Melissa: I know that there will be some. Whenever we start talking about debt relief, there are always some who will say that those who signed the loans, took out the debt are to blame. I want to hear for a moment again from Tang, who we heard from earlier in the segment about being sold a dream. Let's take a listen.
Augustine: They sold us saying, "Oh, invest in medallion, invest in the city, get into the middle class. This is your American way, American dream that you've been asking for."
Melissa: Can you help us understand what he means there? What's that dream that was being sold?
Bhairavi: The city of New York issues the medallion and they sell new ones through what's called an auction. You have to bid. It's not a lottery. It's actually an auction, so you have to bid higher and higher. The city sets what's called the opening bid. For example, in 2013, the opening bid was $850,000. If you had bid $849,000.99, you would have been disqualified from that auction.
Through the years, the city issues reports on the value of the medallion. A New York Times investigation found that they had fudged many of those reports. They inflated the value when they publicized it. Sometimes as much as by 11%. The city allowed in financial institutions that were not allowed to loan after the housing market crash. They were still allowed to loan to the drivers.
This was a real act of fraud by the city and in hand with a number of financial institutions and industry players that engaged in inflating the value. Many of those same city officials then allowed in Uber and Lyft without regulation. By 2014, you had over 45,000 Uber, Lyft cars. By 2018, you had over 85,000 Uber, Lyft cars versus about 10,000 yellow cabs that were operational.
Many of those same individuals by the way then went to work directly for Uber and Lyft. This was, to us, a real criminal conspiracy, has not been prosecuted as such at the very bare minimum. It was incredibly immoral and it set this crisis, which not only has led to financial ruin of thousands of drivers and their families but there were nine driver suicides throughout this tragedy.

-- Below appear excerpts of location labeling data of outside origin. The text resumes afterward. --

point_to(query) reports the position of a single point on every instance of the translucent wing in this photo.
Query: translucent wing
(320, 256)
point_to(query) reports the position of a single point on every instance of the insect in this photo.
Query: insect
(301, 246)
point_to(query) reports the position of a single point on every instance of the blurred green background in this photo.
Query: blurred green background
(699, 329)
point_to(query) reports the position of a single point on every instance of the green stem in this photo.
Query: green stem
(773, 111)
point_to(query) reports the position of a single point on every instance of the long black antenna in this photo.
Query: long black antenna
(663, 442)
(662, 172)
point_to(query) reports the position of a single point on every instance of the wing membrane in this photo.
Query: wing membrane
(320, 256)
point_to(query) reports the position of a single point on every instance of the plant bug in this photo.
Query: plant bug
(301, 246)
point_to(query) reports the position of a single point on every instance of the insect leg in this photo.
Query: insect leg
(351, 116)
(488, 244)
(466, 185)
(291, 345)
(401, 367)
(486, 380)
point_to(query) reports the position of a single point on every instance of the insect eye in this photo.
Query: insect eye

Melissa: Do drivers have a fighting chance of survival given the realities of rideshare apps?
Bhairavi: Well, I think bringing down the debt to these numbers, yes, and the immediate timing gives drivers that chance of survival. There is still so much more to be done. The despair that drivers as an entire workforce have faced, whether they be yellow cab drivers or Uber and Lyft drivers themselves, is that full-time driving has really been destroyed by the Uber and Lyft business model.
It's a business model that is out to eradicate full-time work. They call it "gig work," which is all about part-timing a full-time job. It's reducing the income and you justify that reduction by saying, "This is only a gig. It's not meant to be a job." That's been the heart of the despair and they've done it by saturating the streets with vehicles. Yellow cabs get drowned out. Uber and Lyft drivers end up being placed in the back of the line for a dispatch because there are so many new people coming in. This is a moment for reset.
It's a reset on protecting full-time work. It's a reset on how we address issues of transit justice for the public and for the consumer base, especially around race-based refusals and around the rights of our customers who have disabilities. It's a moment to reset the economics where the workers are placed at the center and not the companies or the banks. There's a lot of work to be done, but this for us was the fundamental fight that would allow us to have that new day.
Melissa: Bhairavi Desai is the executive director of the New York Taxi Workers Alliance. Thank you for joining The Takeaway.
Bhairavi: Thank you so much, Melissa.